Nas longas horas de observação dos meus bichinhos de terra e de água nunca consegui manter um contato, do tipo chifrinho de caracol me fazendo alo, como vai ? Formiga me enviando beijinhos ou peixinhos me enviando mensagens com bolinhas de ar. E, as vezes, me vinha aquela idéia – o que será que pensam, se pensam, de mim ? Será que me vêem por inteiro ou só um pedaço, provavelmente só meus olhos, ficam com medo ? Ou me consideravam um ser superior. Será que têm vontade de se ajoelhar num gesto de sujeição?
Mas façamos uma abstração e imaginemos que pudéssemos ter contato mental com as formigas e que as formigas nos dedicassem uma certa adoração, por sermos maiores, por sermos poderosos. Será que teríamos coragem de chutar formigueiros, jogar água fervendo quando o chão da floresta estivessem formigando, de andar em cima delas esmagando seus corpos, cabeças por distração, inadvertência ou simples maldade ?
Agora, vamos falar de nós, grandes para as formigas e caracóis, mas vistos do alto do avião não somos também como formigas inteligentes, construtoras, falantes, amorosas, românticas, ligadas em famílias, medrosas, supersticiosas com medo do sol que nos olha, da lua, do trovão, do raio, do fogo, achando que nos olham, que sabem nossos nomes, nossas vidas e que escutam nossas queixas, como se estivéssemos dentro de um frasco de vidro ?

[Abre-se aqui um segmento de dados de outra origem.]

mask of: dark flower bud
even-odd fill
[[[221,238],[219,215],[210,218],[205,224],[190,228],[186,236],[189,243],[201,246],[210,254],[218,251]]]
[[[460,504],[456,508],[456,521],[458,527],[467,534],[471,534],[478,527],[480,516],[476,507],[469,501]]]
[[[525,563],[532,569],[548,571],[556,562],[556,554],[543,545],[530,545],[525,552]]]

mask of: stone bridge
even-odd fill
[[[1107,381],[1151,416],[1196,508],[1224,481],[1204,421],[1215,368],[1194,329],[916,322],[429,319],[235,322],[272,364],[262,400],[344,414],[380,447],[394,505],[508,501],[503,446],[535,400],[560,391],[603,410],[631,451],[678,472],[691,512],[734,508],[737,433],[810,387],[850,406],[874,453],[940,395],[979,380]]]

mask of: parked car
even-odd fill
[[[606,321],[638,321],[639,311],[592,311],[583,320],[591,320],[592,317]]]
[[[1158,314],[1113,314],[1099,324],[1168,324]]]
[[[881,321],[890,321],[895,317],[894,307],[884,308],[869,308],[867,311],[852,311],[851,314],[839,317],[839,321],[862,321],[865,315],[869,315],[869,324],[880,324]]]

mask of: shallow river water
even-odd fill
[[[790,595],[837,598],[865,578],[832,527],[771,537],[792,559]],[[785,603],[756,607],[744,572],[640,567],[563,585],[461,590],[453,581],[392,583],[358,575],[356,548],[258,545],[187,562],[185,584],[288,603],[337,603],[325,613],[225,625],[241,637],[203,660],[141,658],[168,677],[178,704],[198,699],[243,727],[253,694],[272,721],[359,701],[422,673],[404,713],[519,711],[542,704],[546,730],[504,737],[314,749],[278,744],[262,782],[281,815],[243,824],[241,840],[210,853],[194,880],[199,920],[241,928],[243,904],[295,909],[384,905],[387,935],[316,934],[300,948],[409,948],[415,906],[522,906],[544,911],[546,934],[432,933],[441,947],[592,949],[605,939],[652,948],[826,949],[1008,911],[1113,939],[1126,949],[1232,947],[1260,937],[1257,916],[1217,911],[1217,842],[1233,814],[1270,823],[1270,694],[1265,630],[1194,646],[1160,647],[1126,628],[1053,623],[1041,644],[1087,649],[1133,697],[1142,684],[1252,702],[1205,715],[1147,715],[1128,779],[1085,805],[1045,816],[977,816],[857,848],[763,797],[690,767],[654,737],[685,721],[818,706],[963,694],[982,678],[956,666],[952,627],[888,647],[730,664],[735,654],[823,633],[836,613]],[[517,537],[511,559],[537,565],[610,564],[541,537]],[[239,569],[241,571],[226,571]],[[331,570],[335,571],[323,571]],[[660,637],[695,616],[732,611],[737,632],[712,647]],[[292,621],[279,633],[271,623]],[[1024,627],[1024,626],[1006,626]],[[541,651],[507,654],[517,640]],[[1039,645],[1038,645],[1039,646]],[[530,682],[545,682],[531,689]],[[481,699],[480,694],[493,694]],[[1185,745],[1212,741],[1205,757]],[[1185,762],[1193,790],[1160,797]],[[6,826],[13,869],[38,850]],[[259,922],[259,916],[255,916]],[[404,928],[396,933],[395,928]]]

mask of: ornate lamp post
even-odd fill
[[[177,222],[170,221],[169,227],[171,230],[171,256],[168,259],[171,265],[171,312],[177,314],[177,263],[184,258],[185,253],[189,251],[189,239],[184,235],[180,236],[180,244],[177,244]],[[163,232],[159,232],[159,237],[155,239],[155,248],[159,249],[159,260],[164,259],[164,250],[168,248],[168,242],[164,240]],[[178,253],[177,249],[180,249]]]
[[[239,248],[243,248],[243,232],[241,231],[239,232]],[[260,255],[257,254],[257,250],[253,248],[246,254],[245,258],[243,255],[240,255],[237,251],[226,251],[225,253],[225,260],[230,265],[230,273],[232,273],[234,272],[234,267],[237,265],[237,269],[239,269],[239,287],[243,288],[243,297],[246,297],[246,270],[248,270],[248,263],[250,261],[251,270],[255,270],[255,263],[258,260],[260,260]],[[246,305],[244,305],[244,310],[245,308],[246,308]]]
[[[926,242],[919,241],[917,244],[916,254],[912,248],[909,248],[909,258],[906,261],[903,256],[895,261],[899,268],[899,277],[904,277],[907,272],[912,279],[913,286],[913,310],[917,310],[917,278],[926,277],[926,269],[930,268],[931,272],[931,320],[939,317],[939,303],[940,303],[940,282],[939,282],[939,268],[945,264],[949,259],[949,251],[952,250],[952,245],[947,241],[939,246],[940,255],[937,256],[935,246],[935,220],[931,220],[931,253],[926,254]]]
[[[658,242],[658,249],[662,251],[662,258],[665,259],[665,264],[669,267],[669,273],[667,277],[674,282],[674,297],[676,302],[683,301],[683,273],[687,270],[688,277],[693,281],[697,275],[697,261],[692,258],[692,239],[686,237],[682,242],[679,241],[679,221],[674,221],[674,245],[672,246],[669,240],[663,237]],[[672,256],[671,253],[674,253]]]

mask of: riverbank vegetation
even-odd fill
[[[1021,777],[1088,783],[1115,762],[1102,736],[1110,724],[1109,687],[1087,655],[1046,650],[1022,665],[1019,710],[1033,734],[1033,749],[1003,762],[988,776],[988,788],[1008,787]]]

Mas se realmente alguém invisível passa horas e horas nos olhando, como eu diante dos meus vidros transparentes, será que seria tão mau a ponto de, vez ou outra, provocar um tsunami, matando de uma só vez mais de 200 mil pessoas, e sacudir a terra num terremoto, matando quase cem mil, fechando os olhos para tantos que com ou sem tsunami ou terremoto morrem de fome ? Eu prefiro achar que não, que não existe ninguém e que a natureza é assim como ela é, selvagem, indomável, boa e má. E que desfrutamos de uma extraordinária chance, temporária é verdade, mas transmissível, a de vivermos.
(*) Rui Martins: Ex- correspondente do Estadão e da CBN, após exílio na França. Autor do livro “O Dinheiro Sujo da Corrupção”, criou os Brasileirinhos Apátridas e propõe o Estado dos Emigrantes. Vive na Suíça, colabora com os jornais portugueses Público e Expresso, é membro do grupo de jornalistas do site Direto da Redação.
Colabora com esta nossa Agência Assaz Atroz
Também pode ser encontrado em...
http://www.francophones-de-berne.ch/
http://www.estadodoemigrante.org/
Ilustração: AIPC - Atrocious International Piracy of Cartoons
.
PressAA
.
Berna (Suiça) - Quando criança pobre em Santos, gostava de estudar o comportamento de certos bichos que criava dentro dos antigos vidros de leite de um litro. Tinham um bocal grande, eram largos e transparentes, facilitando minhas observações (na verdade eu deveria ter me dedicado a esses estudos, em lugar de ter me viciado nessa profissão de jornalista).
Assim, passava horas vendo como se alimentavam os caracóis, como se moviam e construiam túneis as formigas introduzidos naqueles vidros, onde eram alimentados com fartura (às vezes demasiada) fosse com pedaços de banana, migalhas de pão ou mesmo moscas.
Eram meus bichinhos de estimação, como seriam mais tarde meus peixes de aquário, e o gatinho que dormia nos meus pés enquanto preparava minhas lições de escola. Mal chegava da escola, corria para ver os vidros em que viviam, apesar dos resmungos de minha mãe enojada com aqueles caracóis de baba viscosa e sempre prometendo jogar tudo no lixo, na minha ausência.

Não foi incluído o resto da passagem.